Another aspect to deciphering the value of  threat intelligence is what actually goes on behind the scenes. Most threat intelligence feeds factor in indicators of compromise (IOCs) to describe a malware alert is valid  or is marked with “high confidence” in its accuracy. However, what is harder to determine is the actual behavioral pattern of a threat or the method of malware delivery, which is what patterns of attack (POAs) depict. By understanding the POAs, high-quality threat intelligence can also detect new threat vectors, hence allowing enterprises to block suspicious malware before it becomes overt.
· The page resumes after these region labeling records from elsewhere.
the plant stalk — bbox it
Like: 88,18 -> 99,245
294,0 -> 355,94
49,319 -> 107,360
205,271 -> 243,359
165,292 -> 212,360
The key determining characteristic between IOCs and POAs is that IOCs contain  superfluous, easy-to-alter data points that are not individual or specific to the bad actor, whereas POA data points are difficult to mask. To put it in simpler terms, think of a bank robbery. Information describing the appearance of the robber, such as a shirt or hair color, could be easily changed for the robber to evade detection and be free to commit additional heists. However, more specific, innate information regarding the robber’s gait or voice, would make the individual easier to detect and block their ability to commit the same crime again. These inherent factors or POAs are difficult and expensive to alter. Therefore, threat intelligence data should factor in both IOCs and POAs in order to provide a more conclusive picture of a threat and minimize false positives.

Security Buyer Beware

Yes, factors such as real-time data, number of data points on threat vectors, easy access, and seamless integration with TIP/SIEM are important in determining the overall quality of a threat data feed. However, inaccurate data and false positives are fundamental flaws in many market solutions for threat intelligence. By using an original source digital threat intelligence feed vendor, you maximize the level of intel accuracy and minimize the margin for false positives to occur. Choose wisely.